Brain tumor microstructure acquired with our MDD protocols has been correlated to histopathology, the gold standard for diagnosis. Several ongoing studies on grading, follow-up of treatment and surgical planning have been presented at conferences.
Applying our MDD methods significantly improves the ability to capture white matter changes in subjects with MS. The observed changes have been correlated to clinical scores, and highlight this tool as a potentially complementary MRI modality to track disease progression and treatment response.
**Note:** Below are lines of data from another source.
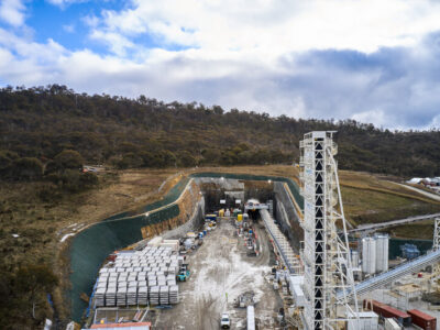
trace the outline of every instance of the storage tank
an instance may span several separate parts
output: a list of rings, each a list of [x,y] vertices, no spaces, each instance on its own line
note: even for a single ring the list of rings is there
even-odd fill
[[[384,233],[375,235],[376,240],[376,272],[388,271],[388,242],[389,237]]]
[[[373,238],[362,240],[362,272],[376,273],[376,241]]]
[[[349,316],[346,322],[348,330],[377,330],[378,315],[374,311],[360,311],[354,316]]]

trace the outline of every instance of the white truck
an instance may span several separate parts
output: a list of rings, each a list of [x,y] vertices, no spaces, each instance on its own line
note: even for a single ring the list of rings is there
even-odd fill
[[[231,328],[231,319],[229,318],[229,315],[226,312],[223,312],[221,315],[220,327],[221,327],[221,329],[230,329]]]

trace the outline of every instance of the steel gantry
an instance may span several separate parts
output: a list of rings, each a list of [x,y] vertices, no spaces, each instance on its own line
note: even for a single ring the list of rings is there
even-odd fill
[[[337,329],[340,322],[358,317],[358,300],[338,168],[334,132],[315,131],[300,142],[300,178],[304,195],[304,248],[306,307],[309,330]],[[338,228],[339,227],[339,228]],[[342,230],[342,235],[338,234]],[[338,296],[337,293],[343,293]],[[354,293],[354,305],[344,293]]]

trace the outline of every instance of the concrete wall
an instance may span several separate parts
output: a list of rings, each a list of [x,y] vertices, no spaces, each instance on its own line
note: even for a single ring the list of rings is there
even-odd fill
[[[274,183],[275,219],[282,232],[289,239],[290,245],[299,254],[299,242],[304,240],[304,231],[299,224],[299,216],[287,194],[284,183]]]

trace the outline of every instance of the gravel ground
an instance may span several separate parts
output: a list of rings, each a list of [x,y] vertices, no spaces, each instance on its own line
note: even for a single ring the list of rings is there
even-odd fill
[[[248,256],[243,238],[229,220],[219,222],[196,252],[188,255],[191,276],[179,285],[180,302],[160,310],[154,329],[219,329],[220,315],[228,312],[231,329],[245,329],[246,310],[234,307],[234,299],[253,290],[257,300],[255,318],[260,329],[274,329],[274,316],[283,301],[266,280],[272,251],[264,229],[256,226],[262,253]]]

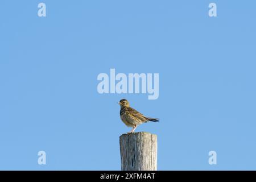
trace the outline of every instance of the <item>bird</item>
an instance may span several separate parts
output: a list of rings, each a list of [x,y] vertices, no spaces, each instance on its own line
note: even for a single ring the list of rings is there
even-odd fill
[[[134,132],[137,126],[143,123],[159,121],[159,119],[146,117],[131,107],[128,101],[125,98],[121,100],[118,103],[121,106],[120,118],[122,121],[127,126],[133,127],[128,134]]]

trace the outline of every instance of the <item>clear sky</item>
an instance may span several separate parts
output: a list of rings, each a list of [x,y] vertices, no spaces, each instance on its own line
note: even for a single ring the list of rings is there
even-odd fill
[[[120,169],[119,136],[130,130],[123,98],[160,119],[136,130],[158,135],[158,169],[256,169],[255,9],[241,0],[0,1],[0,169]],[[158,99],[99,94],[97,76],[110,68],[159,73]]]

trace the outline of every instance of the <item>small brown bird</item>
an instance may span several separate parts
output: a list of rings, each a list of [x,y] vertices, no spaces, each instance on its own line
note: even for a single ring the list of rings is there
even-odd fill
[[[148,118],[134,109],[130,107],[128,101],[126,99],[122,99],[119,101],[120,105],[120,118],[122,122],[128,127],[132,127],[133,129],[129,132],[133,133],[137,126],[143,123],[148,121],[159,122],[159,119]]]

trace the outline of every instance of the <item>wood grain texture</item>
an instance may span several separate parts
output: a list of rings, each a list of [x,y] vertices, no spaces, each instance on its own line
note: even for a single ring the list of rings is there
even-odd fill
[[[122,134],[119,138],[122,171],[156,171],[157,136],[147,132]]]

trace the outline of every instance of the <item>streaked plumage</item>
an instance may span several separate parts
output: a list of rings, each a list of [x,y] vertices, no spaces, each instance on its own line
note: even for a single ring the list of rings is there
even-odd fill
[[[127,126],[133,127],[133,129],[129,133],[134,132],[136,127],[143,123],[149,121],[159,121],[159,119],[147,117],[130,107],[129,102],[126,99],[120,100],[118,104],[121,106],[120,118],[121,120]]]

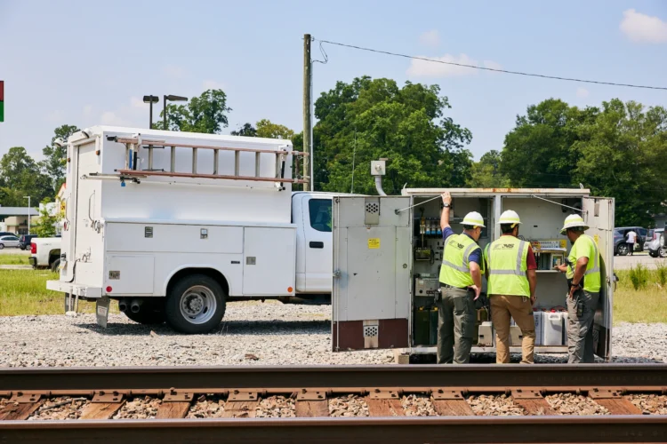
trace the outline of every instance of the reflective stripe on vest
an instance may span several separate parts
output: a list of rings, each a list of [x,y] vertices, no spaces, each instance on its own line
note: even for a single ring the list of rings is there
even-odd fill
[[[582,256],[582,250],[583,249],[583,239],[587,239],[591,244],[593,246],[592,248],[592,255],[593,258],[590,258],[588,255],[590,255],[591,249],[588,245],[586,245],[585,252],[586,257],[589,258],[588,264],[586,265],[586,270],[583,272],[583,276],[586,277],[586,279],[583,279],[583,289],[586,291],[591,292],[598,292],[599,291],[599,289],[602,287],[602,275],[600,273],[600,264],[599,264],[599,250],[598,249],[598,244],[595,243],[595,239],[589,236],[588,234],[582,234],[579,239],[577,239],[575,242],[575,244],[572,246],[572,250],[570,250],[569,258],[570,260],[572,260],[573,264],[575,264],[573,266],[569,266],[567,268],[567,279],[573,279],[575,276],[575,271],[576,269],[576,260],[577,256]],[[580,241],[580,239],[582,241]],[[577,244],[577,242],[580,242]],[[575,248],[576,246],[576,248]],[[573,252],[574,250],[574,252]],[[591,267],[591,268],[589,268]]]
[[[494,248],[501,247],[492,255]],[[493,260],[492,260],[493,257]],[[527,242],[513,236],[502,236],[486,250],[489,270],[488,294],[530,296],[526,277]]]
[[[479,246],[475,241],[466,234],[449,236],[445,241],[440,282],[461,289],[472,285],[474,282],[469,266],[470,256],[478,248]]]
[[[493,244],[492,244],[493,245]],[[518,241],[518,254],[517,255],[517,267],[514,270],[494,270],[491,268],[491,249],[488,249],[487,259],[489,263],[488,274],[516,274],[517,276],[525,276],[526,270],[521,269],[521,262],[523,260],[524,249],[526,248],[526,241]]]
[[[593,267],[590,270],[586,270],[583,273],[583,275],[591,274],[592,273],[599,273],[599,251],[598,250],[598,244],[595,243],[595,239],[589,236],[588,234],[584,234],[584,236],[591,239],[591,242],[593,242],[593,250],[595,250],[595,259],[593,260]]]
Our MDD methods have been used in the brain to study its microstructure in more detail and both changes in white and gray matter have been investigated. Applying tractography to our methods improves outcomes in areas where identification of tracts has previously been difficult, such as at fiber crossings.
Using our software protocols for multidimensional diffusion MRI, researchers have been able to acquire novel information of the kidney microstructure, not accessible by conventional diffusion encoding.
Movement pose a great challenge for acquiring diffusion MRIs, and the beating of the heart has limited the use of these methods on this organ. Using motion-compensated sequences when acquiring images, our software protocols for diffusion MRI has been successfully used for in-vivo imaging of the heart.
Our software protocols for advanced diffusion MRI were initially developed for NMR microimaging systems. To transfer the methods from these systems, there has been numerous studies of the necessary adaptations for clinical scanners, including sequence optimization to reduce scan times, as well as ways to minimize artifacts.